Quando o sujeito se identifica demais com o olhar do Outro corporativo, ele passa a viver para sustentar a imagem de quem acredita que precisa ser. E pouco a pouco, vai se afastando de si, até o ponto em que o desejo se cala, e o corpo começa a falar.
Trabalhar com o desejo, não para o desejo do Outro
Não há nada de errado em querer reconhecimento, estabilidade ou crescimento. Mas há perigo em confundir o desejo do Outro com o próprio.

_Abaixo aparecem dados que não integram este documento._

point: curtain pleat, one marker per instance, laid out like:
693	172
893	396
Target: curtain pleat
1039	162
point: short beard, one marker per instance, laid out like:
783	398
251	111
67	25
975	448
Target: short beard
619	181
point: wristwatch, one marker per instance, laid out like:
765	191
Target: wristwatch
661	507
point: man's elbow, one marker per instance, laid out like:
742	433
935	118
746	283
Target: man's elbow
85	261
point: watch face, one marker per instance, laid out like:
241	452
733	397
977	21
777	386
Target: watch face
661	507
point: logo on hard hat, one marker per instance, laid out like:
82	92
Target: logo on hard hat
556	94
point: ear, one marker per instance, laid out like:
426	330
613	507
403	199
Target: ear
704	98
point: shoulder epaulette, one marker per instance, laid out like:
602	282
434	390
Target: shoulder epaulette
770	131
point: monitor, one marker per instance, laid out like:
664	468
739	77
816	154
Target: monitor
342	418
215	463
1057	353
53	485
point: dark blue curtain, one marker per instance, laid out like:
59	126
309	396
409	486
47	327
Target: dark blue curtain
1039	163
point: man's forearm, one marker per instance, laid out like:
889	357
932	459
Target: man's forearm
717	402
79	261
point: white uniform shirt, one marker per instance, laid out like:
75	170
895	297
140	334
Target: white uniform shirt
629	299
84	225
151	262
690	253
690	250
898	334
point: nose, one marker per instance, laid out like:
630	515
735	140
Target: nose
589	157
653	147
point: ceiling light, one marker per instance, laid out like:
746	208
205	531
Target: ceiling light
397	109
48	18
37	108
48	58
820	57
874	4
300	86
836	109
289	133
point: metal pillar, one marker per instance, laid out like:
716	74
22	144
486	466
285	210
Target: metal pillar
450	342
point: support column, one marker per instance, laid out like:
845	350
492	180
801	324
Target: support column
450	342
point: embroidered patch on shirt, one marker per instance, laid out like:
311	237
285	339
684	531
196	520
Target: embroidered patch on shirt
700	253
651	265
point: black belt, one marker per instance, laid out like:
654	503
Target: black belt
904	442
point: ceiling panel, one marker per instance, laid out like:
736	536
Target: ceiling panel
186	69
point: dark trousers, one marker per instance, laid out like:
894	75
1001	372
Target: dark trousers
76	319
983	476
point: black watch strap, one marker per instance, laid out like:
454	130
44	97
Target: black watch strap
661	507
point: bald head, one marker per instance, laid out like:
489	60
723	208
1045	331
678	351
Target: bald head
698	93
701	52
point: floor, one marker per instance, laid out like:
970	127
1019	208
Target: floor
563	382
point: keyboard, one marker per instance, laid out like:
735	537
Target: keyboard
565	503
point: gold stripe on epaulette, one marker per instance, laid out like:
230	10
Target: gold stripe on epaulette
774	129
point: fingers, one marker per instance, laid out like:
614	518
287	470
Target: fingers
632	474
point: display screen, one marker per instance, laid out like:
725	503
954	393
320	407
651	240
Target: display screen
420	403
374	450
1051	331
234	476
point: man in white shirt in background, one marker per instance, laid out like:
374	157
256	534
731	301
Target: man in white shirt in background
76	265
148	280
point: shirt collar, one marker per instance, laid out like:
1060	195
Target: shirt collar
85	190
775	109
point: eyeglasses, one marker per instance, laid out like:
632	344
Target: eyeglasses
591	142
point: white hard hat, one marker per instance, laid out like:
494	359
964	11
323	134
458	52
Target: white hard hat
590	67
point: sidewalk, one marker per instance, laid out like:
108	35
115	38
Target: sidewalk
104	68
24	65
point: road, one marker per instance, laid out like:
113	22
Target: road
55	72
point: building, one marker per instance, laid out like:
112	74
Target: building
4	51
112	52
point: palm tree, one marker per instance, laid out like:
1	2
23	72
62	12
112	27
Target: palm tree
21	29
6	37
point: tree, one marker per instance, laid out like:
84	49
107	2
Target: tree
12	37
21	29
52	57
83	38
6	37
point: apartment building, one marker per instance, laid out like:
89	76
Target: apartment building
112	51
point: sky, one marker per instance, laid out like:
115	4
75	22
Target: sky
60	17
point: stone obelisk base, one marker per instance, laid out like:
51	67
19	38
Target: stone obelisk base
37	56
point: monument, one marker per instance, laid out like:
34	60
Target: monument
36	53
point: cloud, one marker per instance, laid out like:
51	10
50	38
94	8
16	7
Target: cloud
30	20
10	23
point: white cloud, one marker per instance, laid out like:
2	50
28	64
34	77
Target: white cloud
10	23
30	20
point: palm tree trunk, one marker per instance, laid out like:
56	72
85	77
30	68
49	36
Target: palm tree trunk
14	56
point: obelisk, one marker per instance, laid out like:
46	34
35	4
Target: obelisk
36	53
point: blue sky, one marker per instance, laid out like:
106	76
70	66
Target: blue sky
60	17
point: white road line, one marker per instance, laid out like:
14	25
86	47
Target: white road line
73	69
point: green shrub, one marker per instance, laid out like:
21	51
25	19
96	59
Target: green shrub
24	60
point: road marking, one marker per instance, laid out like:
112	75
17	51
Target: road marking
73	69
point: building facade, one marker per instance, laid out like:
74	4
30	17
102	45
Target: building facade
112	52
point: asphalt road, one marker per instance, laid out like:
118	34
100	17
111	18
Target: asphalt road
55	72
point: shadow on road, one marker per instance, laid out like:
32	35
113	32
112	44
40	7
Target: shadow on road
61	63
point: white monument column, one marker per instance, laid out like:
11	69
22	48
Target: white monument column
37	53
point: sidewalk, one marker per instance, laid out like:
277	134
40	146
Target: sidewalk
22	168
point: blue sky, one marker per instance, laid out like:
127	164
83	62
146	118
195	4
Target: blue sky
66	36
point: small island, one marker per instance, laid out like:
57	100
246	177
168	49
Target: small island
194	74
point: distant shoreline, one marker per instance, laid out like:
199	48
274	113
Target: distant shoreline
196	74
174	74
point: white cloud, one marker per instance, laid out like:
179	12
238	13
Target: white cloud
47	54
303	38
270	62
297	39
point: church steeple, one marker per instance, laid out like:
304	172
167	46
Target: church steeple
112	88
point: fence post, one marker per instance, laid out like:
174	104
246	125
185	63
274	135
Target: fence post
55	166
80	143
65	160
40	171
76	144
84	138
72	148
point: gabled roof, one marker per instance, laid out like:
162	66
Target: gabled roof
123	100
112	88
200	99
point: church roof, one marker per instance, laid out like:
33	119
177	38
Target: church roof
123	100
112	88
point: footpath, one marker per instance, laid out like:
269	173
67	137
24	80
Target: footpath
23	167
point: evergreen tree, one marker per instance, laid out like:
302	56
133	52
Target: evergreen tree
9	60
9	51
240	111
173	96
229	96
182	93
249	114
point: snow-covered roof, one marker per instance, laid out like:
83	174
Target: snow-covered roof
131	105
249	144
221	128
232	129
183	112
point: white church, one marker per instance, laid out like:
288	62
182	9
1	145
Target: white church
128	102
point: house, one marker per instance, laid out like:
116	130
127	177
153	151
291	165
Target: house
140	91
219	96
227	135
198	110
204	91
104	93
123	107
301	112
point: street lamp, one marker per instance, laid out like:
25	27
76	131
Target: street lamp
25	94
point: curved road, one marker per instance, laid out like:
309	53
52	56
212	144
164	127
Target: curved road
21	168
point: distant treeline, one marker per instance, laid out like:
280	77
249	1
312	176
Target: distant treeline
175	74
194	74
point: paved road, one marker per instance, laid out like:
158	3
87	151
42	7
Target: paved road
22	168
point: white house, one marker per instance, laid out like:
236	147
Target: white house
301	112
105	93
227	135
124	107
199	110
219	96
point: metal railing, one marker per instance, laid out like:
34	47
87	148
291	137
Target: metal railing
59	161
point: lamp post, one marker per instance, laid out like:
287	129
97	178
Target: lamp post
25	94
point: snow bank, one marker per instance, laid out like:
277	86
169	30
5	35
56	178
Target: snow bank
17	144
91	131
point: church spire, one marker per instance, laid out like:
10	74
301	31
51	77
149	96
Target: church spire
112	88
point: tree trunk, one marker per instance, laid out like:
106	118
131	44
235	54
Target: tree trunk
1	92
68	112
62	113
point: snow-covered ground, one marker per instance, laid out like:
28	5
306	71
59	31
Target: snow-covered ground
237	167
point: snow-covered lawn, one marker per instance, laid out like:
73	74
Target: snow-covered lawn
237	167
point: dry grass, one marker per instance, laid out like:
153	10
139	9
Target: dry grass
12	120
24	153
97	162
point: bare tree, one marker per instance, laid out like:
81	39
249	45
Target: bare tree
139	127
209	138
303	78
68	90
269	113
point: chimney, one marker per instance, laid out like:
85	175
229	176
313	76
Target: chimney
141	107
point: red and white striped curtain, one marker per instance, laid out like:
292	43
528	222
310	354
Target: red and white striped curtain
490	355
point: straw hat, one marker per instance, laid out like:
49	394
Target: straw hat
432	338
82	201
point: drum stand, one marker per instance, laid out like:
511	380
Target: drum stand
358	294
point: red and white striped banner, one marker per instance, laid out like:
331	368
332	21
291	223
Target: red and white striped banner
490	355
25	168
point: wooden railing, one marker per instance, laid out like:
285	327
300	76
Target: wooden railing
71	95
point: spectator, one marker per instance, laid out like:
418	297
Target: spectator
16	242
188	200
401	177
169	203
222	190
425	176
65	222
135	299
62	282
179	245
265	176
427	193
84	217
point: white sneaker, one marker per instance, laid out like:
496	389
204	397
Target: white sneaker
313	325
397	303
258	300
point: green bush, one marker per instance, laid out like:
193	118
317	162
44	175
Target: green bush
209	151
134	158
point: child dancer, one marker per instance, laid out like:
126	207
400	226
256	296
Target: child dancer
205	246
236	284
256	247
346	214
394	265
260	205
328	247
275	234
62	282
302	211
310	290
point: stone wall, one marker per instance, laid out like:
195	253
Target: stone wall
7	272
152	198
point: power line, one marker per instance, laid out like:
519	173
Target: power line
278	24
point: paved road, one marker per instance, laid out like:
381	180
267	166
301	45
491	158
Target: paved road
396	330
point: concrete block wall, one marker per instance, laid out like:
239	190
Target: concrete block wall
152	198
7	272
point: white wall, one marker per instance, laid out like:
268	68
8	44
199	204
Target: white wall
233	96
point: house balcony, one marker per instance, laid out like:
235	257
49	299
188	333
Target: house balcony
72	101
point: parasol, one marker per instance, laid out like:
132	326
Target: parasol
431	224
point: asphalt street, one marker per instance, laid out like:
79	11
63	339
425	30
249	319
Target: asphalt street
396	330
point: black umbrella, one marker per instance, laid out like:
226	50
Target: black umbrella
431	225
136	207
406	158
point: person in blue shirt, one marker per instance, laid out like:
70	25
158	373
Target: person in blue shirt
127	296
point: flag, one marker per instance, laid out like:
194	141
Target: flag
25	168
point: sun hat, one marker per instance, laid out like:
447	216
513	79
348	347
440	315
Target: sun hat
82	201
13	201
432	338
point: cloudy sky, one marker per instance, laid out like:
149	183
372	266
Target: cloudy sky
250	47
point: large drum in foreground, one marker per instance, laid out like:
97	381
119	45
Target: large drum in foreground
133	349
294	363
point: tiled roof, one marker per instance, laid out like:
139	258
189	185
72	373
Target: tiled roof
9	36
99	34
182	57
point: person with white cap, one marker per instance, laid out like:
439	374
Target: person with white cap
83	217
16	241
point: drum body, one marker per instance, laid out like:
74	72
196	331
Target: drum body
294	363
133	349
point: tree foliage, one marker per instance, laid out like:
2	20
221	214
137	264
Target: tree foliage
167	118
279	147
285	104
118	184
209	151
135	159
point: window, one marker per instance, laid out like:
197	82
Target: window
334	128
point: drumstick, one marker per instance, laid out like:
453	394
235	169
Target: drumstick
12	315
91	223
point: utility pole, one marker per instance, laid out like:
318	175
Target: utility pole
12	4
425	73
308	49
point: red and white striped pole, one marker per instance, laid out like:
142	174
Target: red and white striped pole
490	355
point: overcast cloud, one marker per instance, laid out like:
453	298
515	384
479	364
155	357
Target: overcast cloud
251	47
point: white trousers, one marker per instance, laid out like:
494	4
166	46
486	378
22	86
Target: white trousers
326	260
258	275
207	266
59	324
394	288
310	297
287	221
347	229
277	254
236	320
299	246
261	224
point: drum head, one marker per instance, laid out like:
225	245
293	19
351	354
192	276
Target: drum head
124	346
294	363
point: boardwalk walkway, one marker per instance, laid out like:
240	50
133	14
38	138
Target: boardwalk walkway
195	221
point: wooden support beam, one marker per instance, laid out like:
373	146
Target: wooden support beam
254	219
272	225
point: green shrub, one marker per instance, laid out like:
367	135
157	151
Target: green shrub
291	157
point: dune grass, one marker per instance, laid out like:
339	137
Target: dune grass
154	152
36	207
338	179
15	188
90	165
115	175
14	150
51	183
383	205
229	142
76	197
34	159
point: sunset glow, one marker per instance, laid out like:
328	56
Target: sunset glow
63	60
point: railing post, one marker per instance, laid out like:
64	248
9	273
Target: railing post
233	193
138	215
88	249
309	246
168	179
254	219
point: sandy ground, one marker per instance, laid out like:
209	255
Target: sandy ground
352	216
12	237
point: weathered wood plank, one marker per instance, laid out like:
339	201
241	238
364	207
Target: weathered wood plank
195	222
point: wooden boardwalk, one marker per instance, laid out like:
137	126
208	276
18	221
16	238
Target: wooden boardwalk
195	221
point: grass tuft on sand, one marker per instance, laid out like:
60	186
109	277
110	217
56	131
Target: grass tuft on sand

O desafio é resgatar a autoria sobre o que se faz, e entender que o trabalho pode ser expressão, mas nunca totalidade. Trabalhar com o desejo é diferente de trabalhar para o desejo. No primeiro caso, há movimento, criação, autenticidade. No segundo, há servidão, repetição e gozo no sofrimento.
A psicanálise convida à escuta justamente para que o sujeito reconheça de onde vem seu desejo, e pare de viver apenas no reflexo do olhar alheio. Esse processo exige tempo, coragem e, muitas vezes, ajuda. Mas é por meio dessa escuta que nasce a liberdade de dizer:
“Eu escolho estar aqui — e sei por quê.”
Conclusão: o trabalho como espelho do humano
O trabalho é um palco onde o inconsciente se manifesta. É ali que o sujeito negocia, todos os dias, entre o que o sistema exige e o que o desejo pede. O problema não é trabalhar, mas se perder naquilo que o trabalho exige que você seja.
Talvez a pergunta não seja apenas “trabalhar para quem?”, mas também “quem trabalha dentro de mim quando eu trabalho?”.
E se o espelho corporativo não reflete mais o que você é, talvez seja hora de se olhar fora dele onde o desejo, finalmente, pode voltar a respirar.
Bibliografia
Freud, S. (1914). Introdução ao narcisismo. In: Edição Standard Brasileira das Obras Psicológicas Completas de Sigmund Freud, vol. XIV. Rio de Janeiro: Imago, 1996.
Freud, S. (1921). Psicologia das massas e análise do eu. In: Edição Standard Brasileira, vol. XVIII. Rio de Janeiro: Imago, 1996.
Lacan, J. (1985). O Seminário, Livro 11: Os quatro conceitos fundamentais da psicanálise.Rio de Janeiro: Zahar.
Lacan, J. (1998). Escritos. Rio de Janeiro: Zahar.